This will work, except from the perspective of the caller, your function modifies sp . In the 32-bit procedure of most calls, functions are only allowed to change eax/ecx/edx and must save / restore other registers if they want to use them. I assume 16 bit is similar. (Although, of course, in asm you can write functions with any conditional calling conventions that you like.)
Some calling conventions expect the caller to call the arguments invoked by the caller, so this will actually work. Matteo's ret 4 answer does this. (See x86 wiki tags for information on calling conventions and many other good links.)
This is super-weird and not the best way to do something, so it is usually not used. The biggest problem is that it gives you access to parameters in order, not random access . You can only access the first 6 or so, because you have run out of registers to insert them.
It also binds the register containing the return address. x86 (before x86-64) has very few registers, so this is really bad. You can push the return address after, apparently, you can add another args function to the registers to free it for use.
jmp ax will technically work instead of push / ret , but it defeats the return address predictor, slowing down future ret instructions.
But in any case, creating a stack frame with push bp / mov bp, sp universally used in 16-bit code, because it is cheap and gives you random access to the stack . ( [sp +/- constant] not a valid 16-bit addressing mode (but it is in 32 and 64 bits). ( [bp +/- constant] is valid). Then you can reload them when you need to.
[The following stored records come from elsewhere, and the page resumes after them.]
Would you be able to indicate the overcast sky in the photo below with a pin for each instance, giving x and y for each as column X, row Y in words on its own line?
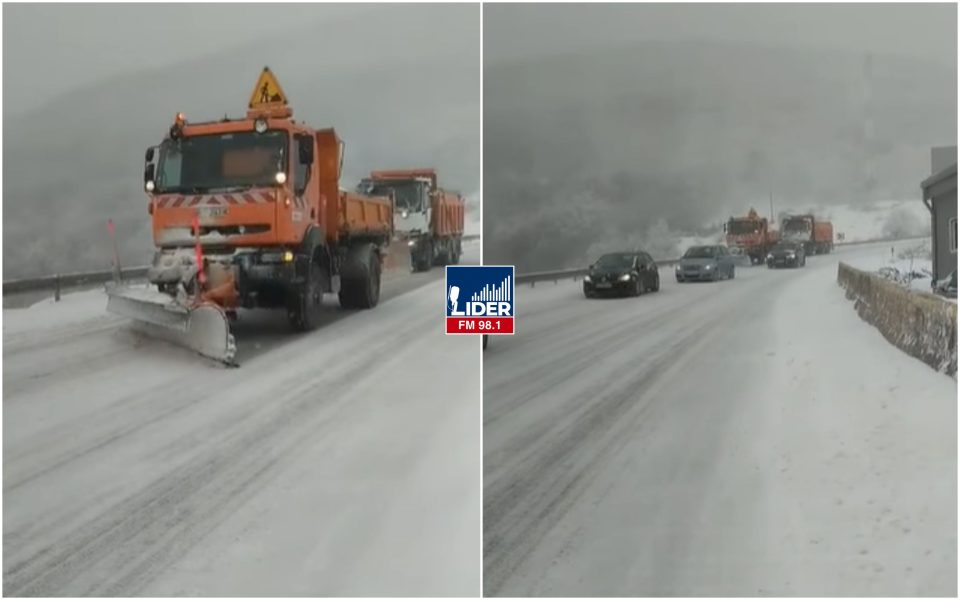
column 118, row 38
column 926, row 31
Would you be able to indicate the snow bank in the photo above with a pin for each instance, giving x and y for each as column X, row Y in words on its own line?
column 922, row 325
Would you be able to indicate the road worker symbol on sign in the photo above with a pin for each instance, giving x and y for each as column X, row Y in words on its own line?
column 267, row 93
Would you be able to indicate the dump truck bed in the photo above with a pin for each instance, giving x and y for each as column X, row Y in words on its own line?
column 822, row 231
column 365, row 216
column 447, row 215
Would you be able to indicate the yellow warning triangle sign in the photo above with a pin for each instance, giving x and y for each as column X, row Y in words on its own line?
column 267, row 93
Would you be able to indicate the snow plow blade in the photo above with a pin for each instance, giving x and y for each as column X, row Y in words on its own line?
column 203, row 329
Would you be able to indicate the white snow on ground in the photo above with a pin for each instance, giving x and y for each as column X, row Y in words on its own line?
column 343, row 462
column 750, row 437
column 906, row 262
column 882, row 219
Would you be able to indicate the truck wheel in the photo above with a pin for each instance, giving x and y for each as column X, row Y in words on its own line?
column 305, row 301
column 360, row 283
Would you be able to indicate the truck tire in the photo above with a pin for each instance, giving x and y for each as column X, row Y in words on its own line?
column 360, row 282
column 305, row 301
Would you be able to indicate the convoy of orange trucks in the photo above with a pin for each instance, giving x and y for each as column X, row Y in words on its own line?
column 427, row 217
column 249, row 213
column 753, row 235
column 816, row 235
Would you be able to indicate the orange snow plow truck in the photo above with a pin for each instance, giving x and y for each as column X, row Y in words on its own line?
column 752, row 234
column 815, row 234
column 248, row 213
column 429, row 218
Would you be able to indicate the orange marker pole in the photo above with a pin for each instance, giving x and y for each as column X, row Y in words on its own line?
column 201, row 272
column 116, row 253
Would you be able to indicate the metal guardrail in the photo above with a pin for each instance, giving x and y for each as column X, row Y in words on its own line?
column 70, row 280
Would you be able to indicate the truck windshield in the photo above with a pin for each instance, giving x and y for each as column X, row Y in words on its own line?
column 797, row 225
column 701, row 252
column 406, row 193
column 742, row 227
column 207, row 163
column 784, row 247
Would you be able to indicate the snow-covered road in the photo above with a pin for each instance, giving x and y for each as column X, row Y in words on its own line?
column 343, row 462
column 748, row 437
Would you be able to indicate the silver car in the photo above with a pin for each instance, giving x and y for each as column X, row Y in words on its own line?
column 706, row 263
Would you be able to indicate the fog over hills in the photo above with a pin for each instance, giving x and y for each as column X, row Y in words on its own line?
column 400, row 85
column 615, row 139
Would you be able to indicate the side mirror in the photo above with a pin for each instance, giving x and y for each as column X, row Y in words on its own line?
column 305, row 150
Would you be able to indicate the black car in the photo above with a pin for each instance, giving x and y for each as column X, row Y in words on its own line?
column 625, row 273
column 787, row 254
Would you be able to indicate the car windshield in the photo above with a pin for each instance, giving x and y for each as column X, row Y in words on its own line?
column 224, row 161
column 701, row 252
column 743, row 226
column 615, row 261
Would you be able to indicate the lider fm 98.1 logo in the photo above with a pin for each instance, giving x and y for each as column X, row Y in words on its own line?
column 480, row 300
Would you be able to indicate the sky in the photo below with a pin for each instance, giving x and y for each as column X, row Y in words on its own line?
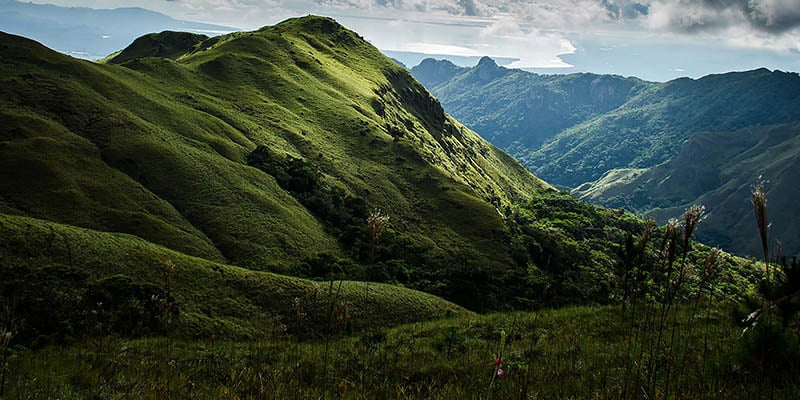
column 651, row 39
In 32 and 64-bit code for compilers, the addressing mode is usually used, for example [esp + 8] or something else, instead of wasting instructions and binding ebp . ( -fomit-frame-pointer by default). This means that you need to track changes in esp in order to work out the correct bias for the same data in different instructions, so it is not popular in handwritten asm, esp in textbooks / training materials. In real code, you obviously do everything that is most efficient, because if you are willing to sacrifice efficiency, you just use the C compiler.